Прощанье с бабушкой… Тяжело. И вот… Москва. О, сколько было всего в Москве! Как я вбирала всю ее! Я днями жила в Третьяковской галерее, в Музее, всюду. Театры… И… заграница. Не буду ее описывать. Ты знаешь. Я ехала восторженно, ища правды. Правды. Я обо всем мечтала. Ах, Ваня, как в письме тесно. Сколько всего было!!! В душе же, — было, помню, одно искание: цель и оправдание жизни. Не только моей, маленькой, но общей, целой. Я мучилась этим ужасно. Меня и религия тогда тревожила. Я все искала справедливости. Я даже иногда начинала молиться за Иуду, т. к. видела в нем выполнителя Великого Плана. Я с 7 лет этим вопросом мучилась. Да, с 7 лет. Папа в отчаянии был от моих таких вопросов. Я мучалась своей бесцельностью, ненужностью. Выплакивала ночи. Искала, ждала чего-то. Ответа. Ставила ставки на большое, разочаровывалась, падала духом… Помню, однажды 2 раза в один день бегала к исповеди, ища ответа, стегая себя, свою душу. Я много тогда жила внутри.
В Берлине мы попали в русский дом при кладбище378. Отживающие люди, — «кунсткамера». Влачилась жизнь. Я ездила на лекции в Русский институт379. Без интереса. Скучала о подругах, о Володе, о России. Показалось мне здесь все бездушно, безыдейно. Мы больше _т_а_м_ за свое боролись, всюду. Была же тут какая-то сытая праздность.
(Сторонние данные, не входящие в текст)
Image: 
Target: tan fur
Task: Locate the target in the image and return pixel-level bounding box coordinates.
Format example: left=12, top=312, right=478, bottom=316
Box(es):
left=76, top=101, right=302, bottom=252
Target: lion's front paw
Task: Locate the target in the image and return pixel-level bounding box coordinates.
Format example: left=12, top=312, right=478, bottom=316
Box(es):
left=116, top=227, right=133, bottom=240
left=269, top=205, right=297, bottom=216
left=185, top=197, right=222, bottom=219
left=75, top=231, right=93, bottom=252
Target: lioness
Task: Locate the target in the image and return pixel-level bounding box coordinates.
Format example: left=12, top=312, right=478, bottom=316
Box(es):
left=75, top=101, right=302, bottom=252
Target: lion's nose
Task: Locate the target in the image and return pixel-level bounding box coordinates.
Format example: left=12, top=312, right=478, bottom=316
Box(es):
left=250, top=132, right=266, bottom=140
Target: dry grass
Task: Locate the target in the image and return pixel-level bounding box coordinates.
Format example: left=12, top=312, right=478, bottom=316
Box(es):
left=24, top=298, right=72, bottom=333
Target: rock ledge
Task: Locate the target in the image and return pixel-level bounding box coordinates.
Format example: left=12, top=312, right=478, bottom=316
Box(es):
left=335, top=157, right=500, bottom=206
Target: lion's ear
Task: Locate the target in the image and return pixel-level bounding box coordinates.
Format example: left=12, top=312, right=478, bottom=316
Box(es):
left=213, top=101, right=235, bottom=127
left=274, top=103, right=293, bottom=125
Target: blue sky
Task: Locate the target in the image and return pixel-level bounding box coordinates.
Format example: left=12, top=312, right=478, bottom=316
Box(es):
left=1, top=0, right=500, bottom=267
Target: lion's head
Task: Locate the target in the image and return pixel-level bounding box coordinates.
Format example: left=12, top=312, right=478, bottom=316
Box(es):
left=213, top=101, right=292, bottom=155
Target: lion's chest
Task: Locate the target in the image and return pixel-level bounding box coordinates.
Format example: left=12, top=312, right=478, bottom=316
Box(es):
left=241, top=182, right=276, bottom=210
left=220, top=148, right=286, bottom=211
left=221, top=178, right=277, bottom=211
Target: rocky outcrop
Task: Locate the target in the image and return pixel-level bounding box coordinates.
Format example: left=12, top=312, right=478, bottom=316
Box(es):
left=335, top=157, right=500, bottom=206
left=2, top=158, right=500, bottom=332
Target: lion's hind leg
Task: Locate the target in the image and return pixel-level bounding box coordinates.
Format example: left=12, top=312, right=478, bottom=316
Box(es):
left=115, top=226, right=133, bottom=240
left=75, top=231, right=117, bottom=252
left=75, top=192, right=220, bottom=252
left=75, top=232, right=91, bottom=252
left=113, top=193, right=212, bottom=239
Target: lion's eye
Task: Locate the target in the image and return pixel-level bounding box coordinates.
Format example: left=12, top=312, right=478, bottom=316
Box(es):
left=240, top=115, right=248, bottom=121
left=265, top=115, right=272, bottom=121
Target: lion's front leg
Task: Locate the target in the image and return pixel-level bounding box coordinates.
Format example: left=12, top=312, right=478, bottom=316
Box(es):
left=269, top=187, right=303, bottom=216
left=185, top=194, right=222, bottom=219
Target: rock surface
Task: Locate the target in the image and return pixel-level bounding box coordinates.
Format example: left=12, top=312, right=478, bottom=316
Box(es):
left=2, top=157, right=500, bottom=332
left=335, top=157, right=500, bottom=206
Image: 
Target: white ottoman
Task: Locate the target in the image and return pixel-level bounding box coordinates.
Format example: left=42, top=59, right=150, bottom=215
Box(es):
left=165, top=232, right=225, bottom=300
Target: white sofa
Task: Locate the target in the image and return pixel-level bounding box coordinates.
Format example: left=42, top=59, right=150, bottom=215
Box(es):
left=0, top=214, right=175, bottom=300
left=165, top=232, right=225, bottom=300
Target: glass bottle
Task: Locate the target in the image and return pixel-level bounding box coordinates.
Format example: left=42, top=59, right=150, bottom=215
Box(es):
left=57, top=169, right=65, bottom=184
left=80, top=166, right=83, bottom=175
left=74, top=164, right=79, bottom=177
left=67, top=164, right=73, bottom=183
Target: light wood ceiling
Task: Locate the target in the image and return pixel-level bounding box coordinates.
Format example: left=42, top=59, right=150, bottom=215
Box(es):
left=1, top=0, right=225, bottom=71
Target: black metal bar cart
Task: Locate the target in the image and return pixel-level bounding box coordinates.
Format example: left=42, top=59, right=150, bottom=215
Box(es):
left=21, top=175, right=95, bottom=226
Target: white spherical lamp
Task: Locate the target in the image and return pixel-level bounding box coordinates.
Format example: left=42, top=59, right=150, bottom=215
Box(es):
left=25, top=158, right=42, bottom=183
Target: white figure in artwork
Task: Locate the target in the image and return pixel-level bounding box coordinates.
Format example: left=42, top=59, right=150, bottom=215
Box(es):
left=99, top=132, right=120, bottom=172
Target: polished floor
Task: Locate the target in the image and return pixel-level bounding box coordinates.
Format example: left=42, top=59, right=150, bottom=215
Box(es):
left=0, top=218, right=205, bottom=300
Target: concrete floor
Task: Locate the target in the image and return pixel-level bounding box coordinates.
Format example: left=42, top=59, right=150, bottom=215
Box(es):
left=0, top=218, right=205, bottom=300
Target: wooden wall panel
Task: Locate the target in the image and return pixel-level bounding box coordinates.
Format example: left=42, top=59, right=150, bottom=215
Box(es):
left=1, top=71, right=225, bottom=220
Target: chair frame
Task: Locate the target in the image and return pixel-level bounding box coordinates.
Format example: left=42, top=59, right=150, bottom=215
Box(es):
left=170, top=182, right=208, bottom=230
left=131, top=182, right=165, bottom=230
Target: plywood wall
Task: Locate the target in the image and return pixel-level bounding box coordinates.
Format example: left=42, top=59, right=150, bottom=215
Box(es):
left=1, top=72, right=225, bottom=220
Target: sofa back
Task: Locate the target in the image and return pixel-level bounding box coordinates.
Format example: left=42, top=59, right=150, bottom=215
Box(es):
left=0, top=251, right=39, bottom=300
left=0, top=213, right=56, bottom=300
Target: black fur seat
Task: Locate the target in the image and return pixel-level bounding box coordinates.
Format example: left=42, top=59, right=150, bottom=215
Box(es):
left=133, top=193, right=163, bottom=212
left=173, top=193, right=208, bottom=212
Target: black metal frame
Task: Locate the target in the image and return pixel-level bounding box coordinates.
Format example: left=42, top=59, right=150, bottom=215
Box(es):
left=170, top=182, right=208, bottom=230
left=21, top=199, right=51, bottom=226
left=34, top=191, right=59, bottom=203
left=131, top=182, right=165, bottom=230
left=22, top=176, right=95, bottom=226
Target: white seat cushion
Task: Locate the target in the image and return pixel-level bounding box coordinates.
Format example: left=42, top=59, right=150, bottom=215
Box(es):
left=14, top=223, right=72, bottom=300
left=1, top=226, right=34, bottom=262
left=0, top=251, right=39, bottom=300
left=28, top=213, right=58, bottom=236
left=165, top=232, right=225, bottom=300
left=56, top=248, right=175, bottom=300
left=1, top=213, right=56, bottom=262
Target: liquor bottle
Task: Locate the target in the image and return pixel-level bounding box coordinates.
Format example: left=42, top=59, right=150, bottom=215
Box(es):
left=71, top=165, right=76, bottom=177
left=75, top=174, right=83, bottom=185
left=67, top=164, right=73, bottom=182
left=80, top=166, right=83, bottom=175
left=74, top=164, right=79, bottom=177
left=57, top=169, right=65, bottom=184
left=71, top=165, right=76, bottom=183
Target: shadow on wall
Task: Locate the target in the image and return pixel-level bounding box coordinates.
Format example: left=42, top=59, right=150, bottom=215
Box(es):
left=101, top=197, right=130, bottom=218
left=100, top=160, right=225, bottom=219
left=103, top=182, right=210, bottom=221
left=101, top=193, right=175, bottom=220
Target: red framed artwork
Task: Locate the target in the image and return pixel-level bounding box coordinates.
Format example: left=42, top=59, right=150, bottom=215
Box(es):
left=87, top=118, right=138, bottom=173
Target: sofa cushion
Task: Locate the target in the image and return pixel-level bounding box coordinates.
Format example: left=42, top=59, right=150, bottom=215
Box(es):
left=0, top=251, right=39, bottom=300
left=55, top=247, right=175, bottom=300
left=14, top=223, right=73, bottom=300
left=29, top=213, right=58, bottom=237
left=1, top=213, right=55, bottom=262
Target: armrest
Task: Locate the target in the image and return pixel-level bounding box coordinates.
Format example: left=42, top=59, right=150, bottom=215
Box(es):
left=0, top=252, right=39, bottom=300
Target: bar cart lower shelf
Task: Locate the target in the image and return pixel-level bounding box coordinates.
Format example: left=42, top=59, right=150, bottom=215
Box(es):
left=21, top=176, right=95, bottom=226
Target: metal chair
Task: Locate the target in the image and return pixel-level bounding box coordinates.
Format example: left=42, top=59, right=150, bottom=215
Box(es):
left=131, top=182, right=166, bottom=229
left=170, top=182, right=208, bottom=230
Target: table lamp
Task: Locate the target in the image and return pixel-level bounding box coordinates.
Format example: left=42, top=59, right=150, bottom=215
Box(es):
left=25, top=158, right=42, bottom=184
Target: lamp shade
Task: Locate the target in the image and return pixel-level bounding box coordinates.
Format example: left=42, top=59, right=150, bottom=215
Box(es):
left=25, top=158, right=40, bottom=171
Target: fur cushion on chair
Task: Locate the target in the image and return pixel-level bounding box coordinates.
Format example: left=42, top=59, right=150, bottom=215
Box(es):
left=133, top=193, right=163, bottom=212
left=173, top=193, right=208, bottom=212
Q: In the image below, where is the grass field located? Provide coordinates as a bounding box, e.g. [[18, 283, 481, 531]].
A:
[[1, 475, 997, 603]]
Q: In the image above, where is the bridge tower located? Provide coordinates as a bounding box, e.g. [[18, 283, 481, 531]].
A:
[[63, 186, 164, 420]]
Я не нашла себе друзей по духу. Меня баловали в Институте. Весело было. Было на факультете 3 Оли. Всего 3 девушки и все 3 — Оли. Я бегала девчонкой, с косами. Хохотушка была, и кругленькая тогда. Так было до весны 24 г.
Перед Рождеством, вдруг появился в русском доме некто. Этот некто оказался только что выпущенный из тюрьмы по политическим делам (оправданный), русский. Я не знаю, что там было, — кажется хорошие «друзья» оклеветали. Но вот, в пост, к Пасхе я готовила церковь. Делала цветы. Я выдумала на настоящие большие сучья деревьев накалывать розеточки из нежной розовой бумаги под цвет персика. Было очень эффектно. Все думали, что это живые. И вот я за работой этой слышу голос, полный скептицизма и желчи. Что-то вроде, что Царство Небесное зарабатываю. Это и был этот некто, этот N.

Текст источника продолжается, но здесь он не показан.